The elevator opened to the garage. Ariana stood by the open car door, her professional mask flawless, but her eyes tracked the phone in my white-knuckled grip.

I slid into the back seat, the leather cool through my suit. The partition was up. A tiny mercy.

"I've heard you," I said into the silence, the words tasting like ash.

"Good. Then you understand the terms. Full cooperation. No backing out. Or my offer… vanishes."

I leaned my head against the window, watching the concrete pillars blur as we pulled out. "I can feel your smugness from here. You've been waiting years for leverage like this."

"Also," he barrelled on, seamlessly changing tack, "it's been three days. You haven't set foot in the mansion. That wasn't our deal when I let you have this… apartment experiment."

"A deal?" I said, letting genuine confusion colour my voice. "Did I promise that?"

"You did!" The petulance was instant, glorious, and so quintessentially him. "You said, and I quote, 'I'll be there most of the time, old man, stop worrying!' Well, I'm worrying! And you're not here!"

A real, tired laugh escaped me. "I know, I know. I'll be there tonight." I softened my voice, cutting through the games. "But with the entire west wing full of cousins and uncles, don't you dare tell me you're lonely."

The line went quiet for a beat. When he spoke again, all the mischief and manipulation had bled away, leaving something raw and quiet.

"I am."

Another pause, longer this time.

"No one understands the rules like you do. And no one plays chess with me. They say it's boring. The ones who try…" he trailed off, the sentence hanging with a profound, childish disappointment. "It's not a game with them. It's a chore."

The fight drained out of me, replaced by a familiar, aching fondness. This was the real wound beneath all his scheming.

"I'll be there tonight," I repeated, my voice gentle. "I'll bring the marble set."

"The one you brought from Istanbul?"

"Yes. And I'll even let you win the first game."

"You will do no such thing," he grumbled, but the warmth was back. "Just be here."

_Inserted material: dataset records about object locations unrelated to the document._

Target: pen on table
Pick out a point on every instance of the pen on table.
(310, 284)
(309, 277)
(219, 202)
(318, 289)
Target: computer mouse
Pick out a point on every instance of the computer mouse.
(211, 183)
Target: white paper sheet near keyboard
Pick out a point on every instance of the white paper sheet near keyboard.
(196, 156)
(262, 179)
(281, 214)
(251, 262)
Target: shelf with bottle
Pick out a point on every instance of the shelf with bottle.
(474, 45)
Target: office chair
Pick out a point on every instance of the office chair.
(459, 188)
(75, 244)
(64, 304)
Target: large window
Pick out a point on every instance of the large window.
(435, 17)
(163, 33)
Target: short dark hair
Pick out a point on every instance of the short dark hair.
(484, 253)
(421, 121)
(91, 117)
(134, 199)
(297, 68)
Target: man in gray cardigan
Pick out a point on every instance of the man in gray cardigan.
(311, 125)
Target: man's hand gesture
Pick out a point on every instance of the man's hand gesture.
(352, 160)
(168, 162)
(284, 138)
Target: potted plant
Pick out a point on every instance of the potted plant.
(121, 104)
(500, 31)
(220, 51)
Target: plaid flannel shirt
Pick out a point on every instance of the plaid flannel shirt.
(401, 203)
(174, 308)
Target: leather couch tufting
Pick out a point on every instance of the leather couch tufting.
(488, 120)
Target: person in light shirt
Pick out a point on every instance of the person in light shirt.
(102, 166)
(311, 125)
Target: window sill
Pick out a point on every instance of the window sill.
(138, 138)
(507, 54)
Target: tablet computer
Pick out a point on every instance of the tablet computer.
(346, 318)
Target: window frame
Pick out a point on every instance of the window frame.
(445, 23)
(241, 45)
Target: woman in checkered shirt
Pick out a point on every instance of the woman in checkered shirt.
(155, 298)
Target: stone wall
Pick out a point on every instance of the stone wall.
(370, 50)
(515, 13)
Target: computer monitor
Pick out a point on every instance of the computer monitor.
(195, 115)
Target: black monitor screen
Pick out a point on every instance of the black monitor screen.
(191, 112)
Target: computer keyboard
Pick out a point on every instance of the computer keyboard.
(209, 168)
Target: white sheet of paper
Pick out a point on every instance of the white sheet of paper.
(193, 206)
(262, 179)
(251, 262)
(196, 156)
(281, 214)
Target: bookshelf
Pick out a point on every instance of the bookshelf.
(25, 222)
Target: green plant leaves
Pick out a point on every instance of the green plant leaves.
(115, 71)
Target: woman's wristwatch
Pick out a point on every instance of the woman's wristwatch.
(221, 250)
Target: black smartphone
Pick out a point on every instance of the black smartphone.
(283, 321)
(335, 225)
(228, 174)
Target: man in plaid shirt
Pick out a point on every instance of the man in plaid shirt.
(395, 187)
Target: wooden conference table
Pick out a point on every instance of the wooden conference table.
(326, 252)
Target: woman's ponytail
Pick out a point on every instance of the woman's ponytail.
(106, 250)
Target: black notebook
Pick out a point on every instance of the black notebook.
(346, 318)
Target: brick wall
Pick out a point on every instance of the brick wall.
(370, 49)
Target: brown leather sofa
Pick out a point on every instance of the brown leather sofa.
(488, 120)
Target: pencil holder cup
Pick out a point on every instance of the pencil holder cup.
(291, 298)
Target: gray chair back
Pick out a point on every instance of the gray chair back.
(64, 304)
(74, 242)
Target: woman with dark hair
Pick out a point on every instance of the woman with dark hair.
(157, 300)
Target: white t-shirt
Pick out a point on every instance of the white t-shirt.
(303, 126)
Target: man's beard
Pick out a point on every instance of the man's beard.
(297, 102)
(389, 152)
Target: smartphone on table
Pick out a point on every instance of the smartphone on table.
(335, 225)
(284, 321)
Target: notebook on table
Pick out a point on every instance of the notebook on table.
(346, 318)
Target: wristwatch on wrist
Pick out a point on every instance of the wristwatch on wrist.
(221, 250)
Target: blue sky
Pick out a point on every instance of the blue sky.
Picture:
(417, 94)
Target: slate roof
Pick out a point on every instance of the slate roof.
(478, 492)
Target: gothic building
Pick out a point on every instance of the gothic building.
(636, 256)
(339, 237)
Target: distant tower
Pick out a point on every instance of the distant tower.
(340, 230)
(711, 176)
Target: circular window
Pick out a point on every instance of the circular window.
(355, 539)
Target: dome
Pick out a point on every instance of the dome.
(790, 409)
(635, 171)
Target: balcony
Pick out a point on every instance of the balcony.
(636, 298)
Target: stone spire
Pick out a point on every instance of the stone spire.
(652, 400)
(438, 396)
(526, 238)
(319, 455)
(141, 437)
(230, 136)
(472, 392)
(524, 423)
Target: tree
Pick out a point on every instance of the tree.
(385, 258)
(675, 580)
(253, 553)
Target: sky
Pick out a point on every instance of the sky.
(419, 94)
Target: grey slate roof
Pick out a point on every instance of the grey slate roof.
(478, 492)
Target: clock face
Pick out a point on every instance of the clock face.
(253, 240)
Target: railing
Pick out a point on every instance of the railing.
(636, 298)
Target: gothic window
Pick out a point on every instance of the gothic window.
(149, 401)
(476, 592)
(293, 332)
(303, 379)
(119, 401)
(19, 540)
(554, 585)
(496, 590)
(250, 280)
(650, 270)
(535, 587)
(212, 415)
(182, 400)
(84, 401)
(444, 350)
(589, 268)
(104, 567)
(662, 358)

The call ended. I let the phone drop into my lap, as I sighed

"Ma'am?" Ariana's voice came softly through the intercom. "The board meeting. We're five minutes out."

"Thank you, Ariana," I said, not opening my eyes.

The car moved smoothly through the city, carrying me toward one battle, while the ghost of three potential marriages and the fragile, glittering hope of a single,long held dream.